The currently available tools for determination of quality of life were an important step for understanding and accepting quality of life as a topic amenable to research. However, more recently significant problems arose with these tools. They seem to be unable to correlate and interpret differences in objective side effects with differences in the patients’ perception of quality of life. They are not specific enough to discern the effect of the addition of ‘biologicals’ to cytotoxics. This may be a particular problem in patients with breast cancer, who are often asymptomatic and in a good performance status even in the metastatic stage of their disease. In such scenarios, the quality of life profile may be driven by the basic cytotoxic rather than by differences in the drugs added. This makes it difficult to weigh modest improvements in cancer-specific outcome and quality of life against costs. In addition, quality of life instruments are not adapted to long-term analyses and patitents’ acceptance declines within short periods of treatment. Adequate benefit/risk estimations, however, will increasingly require the tradeoff between short- and long-term quality of life estimations. We definitely need much more progress in research on quality of life and adequate tools for its measurement to justify incorporation of such data in consultation of patients and refinement of the decision-making process.
In summary, with always better results in terms of tumor control, a closer and more scientific look at the development of side effect profiles of breast cancer treatment is mandated.

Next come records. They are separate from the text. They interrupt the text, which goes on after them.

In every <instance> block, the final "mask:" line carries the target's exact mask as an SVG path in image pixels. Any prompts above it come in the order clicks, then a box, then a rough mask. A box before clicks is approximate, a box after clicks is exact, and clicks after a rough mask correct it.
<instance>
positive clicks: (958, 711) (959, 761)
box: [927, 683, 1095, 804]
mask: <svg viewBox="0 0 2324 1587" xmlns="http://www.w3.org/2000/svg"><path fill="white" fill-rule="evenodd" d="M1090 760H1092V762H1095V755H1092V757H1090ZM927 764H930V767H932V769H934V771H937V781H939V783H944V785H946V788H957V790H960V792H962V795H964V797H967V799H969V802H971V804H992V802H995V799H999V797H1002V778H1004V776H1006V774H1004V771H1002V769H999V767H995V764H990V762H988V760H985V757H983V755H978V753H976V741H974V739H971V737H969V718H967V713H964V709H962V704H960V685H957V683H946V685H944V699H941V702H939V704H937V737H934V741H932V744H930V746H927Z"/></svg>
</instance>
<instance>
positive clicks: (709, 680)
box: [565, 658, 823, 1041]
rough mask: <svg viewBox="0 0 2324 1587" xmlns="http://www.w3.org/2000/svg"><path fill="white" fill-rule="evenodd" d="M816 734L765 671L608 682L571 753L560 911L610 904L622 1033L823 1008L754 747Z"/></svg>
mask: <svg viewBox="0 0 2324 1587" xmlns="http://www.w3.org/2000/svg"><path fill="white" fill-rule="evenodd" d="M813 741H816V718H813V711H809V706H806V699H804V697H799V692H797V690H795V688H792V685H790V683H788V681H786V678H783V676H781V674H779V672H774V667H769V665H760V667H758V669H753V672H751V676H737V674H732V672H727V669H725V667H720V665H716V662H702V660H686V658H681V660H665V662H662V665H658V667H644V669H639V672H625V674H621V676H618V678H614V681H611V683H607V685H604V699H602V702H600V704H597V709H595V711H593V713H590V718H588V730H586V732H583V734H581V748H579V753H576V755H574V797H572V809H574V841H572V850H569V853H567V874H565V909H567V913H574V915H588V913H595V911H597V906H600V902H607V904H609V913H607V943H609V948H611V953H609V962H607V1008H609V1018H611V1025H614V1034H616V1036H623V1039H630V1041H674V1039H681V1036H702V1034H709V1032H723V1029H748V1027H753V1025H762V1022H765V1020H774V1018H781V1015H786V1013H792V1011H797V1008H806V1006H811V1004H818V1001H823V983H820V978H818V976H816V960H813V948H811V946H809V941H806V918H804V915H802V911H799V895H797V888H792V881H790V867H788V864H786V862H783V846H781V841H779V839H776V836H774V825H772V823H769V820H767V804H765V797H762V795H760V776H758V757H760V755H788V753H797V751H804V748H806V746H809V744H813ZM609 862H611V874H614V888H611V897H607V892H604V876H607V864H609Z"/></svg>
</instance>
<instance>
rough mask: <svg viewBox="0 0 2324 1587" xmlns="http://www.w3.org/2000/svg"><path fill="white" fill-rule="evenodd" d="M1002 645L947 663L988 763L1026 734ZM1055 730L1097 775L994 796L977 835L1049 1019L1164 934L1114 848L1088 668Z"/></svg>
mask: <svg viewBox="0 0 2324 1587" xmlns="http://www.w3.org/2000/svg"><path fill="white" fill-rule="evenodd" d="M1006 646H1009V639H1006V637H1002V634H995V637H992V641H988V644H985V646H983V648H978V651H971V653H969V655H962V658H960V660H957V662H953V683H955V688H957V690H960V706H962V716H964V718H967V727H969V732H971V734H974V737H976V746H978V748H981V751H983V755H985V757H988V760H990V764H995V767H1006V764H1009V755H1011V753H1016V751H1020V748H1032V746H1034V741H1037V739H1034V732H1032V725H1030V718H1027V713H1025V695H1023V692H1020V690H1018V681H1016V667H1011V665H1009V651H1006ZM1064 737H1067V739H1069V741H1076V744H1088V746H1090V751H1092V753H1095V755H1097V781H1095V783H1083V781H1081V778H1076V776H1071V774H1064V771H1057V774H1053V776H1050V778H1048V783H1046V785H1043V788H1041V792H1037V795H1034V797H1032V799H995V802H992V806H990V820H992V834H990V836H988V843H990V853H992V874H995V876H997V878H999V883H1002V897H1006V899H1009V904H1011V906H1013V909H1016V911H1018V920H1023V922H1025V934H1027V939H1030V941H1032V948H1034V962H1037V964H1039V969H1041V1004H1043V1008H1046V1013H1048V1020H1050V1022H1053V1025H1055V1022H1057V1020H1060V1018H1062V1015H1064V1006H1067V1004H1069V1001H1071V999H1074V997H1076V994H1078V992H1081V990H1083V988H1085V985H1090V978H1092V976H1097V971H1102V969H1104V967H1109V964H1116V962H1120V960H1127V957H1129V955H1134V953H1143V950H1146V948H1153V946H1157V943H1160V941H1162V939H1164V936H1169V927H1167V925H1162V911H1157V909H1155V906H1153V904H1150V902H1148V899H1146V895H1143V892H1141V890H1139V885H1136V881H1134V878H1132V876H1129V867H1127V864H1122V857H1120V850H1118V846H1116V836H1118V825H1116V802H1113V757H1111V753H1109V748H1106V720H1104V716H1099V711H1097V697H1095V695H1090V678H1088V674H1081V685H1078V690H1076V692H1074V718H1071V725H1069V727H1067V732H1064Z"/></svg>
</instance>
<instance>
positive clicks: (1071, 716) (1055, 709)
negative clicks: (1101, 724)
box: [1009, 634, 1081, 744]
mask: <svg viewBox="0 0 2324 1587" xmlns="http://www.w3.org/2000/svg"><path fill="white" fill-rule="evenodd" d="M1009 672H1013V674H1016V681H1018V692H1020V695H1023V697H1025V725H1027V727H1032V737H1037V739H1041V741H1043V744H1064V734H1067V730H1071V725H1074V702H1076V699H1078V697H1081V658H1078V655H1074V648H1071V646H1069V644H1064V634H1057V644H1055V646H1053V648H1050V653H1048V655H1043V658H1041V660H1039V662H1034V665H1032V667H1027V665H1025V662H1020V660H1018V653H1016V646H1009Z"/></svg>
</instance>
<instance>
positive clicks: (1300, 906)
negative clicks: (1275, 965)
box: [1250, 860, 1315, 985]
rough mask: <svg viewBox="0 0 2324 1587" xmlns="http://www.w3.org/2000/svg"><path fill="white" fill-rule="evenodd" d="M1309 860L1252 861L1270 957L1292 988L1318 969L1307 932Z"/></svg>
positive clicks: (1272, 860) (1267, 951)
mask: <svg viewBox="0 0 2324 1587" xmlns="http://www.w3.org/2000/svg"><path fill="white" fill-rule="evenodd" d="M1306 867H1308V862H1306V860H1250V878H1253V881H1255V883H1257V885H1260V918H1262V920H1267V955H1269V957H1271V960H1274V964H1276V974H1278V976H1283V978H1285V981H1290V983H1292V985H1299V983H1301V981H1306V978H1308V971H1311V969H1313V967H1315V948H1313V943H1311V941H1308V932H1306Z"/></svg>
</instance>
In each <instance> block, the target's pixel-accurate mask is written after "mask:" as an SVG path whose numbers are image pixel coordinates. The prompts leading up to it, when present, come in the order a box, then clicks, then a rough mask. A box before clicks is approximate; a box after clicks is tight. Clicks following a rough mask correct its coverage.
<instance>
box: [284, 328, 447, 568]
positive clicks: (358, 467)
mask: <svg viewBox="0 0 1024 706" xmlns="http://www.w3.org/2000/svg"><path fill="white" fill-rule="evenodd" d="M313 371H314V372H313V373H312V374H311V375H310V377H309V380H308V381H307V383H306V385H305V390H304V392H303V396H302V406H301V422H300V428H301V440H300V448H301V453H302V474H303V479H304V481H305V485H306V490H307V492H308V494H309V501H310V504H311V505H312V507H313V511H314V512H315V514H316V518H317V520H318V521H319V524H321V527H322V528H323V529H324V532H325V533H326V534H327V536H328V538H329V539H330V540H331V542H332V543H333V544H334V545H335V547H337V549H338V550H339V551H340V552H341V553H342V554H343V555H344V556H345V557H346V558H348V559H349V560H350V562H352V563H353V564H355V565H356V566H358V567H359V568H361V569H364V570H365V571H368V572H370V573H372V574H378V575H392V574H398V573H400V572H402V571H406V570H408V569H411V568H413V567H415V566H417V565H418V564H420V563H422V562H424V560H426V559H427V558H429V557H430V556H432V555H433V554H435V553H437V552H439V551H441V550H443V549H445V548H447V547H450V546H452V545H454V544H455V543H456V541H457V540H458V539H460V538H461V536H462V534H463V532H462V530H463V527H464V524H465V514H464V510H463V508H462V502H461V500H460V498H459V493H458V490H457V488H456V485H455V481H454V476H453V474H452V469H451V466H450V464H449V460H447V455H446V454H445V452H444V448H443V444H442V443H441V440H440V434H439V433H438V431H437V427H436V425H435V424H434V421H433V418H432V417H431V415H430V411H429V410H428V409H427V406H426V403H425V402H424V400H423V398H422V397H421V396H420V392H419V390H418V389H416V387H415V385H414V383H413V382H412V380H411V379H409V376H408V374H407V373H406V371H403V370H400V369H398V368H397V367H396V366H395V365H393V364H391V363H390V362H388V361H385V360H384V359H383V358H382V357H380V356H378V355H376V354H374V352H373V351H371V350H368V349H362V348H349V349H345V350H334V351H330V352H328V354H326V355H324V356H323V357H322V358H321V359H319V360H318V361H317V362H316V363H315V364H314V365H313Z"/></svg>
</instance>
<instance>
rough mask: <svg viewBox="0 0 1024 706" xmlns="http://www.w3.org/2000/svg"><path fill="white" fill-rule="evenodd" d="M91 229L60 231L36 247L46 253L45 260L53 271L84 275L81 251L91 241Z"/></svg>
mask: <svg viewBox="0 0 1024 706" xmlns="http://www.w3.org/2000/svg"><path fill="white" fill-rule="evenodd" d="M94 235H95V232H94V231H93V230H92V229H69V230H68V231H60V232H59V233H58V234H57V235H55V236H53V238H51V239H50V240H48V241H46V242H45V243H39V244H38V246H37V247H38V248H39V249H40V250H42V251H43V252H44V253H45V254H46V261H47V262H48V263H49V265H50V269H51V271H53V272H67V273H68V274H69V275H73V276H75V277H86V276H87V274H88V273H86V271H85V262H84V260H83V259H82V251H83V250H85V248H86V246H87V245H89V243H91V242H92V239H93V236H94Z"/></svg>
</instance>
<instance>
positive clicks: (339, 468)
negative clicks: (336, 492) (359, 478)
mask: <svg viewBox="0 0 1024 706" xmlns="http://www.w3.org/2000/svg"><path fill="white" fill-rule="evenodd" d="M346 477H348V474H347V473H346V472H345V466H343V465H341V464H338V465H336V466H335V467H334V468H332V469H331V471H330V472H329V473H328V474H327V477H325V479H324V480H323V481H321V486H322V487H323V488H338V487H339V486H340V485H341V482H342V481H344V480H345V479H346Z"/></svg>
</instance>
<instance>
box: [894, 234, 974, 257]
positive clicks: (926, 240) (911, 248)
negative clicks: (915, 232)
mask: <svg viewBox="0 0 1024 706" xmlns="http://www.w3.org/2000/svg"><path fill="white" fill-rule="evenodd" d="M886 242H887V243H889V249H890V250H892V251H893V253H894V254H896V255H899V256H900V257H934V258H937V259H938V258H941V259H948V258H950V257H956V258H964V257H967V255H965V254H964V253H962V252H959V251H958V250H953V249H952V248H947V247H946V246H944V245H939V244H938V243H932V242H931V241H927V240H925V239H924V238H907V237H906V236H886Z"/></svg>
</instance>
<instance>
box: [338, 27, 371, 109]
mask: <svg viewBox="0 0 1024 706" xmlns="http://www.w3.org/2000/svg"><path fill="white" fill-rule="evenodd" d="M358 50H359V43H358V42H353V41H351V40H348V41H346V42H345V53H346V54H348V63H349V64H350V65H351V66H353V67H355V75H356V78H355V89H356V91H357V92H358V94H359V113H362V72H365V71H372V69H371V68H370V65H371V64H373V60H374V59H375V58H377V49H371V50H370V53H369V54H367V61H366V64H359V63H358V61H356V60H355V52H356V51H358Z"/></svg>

More and more the benefit/side effect ratio acceptable for an individual patient will be driven by the categorization of lifetime risks similar to the cancer types for which breakthroughs have been observed long ago. This requires new and exciting scientific programs in search for genetic predispositions towards side effects, larger population-based registries for adequate long-term follow-up within and outside of clinical trials, a careful avoidance of euphemistic labeling of novel drugs and a change in the communication between physicians and patients. Indeed, the discussion of long-term effects of drugs and of yet unproven but plausible or possible side effects will become a more important part of the patient-physician relationship in the future.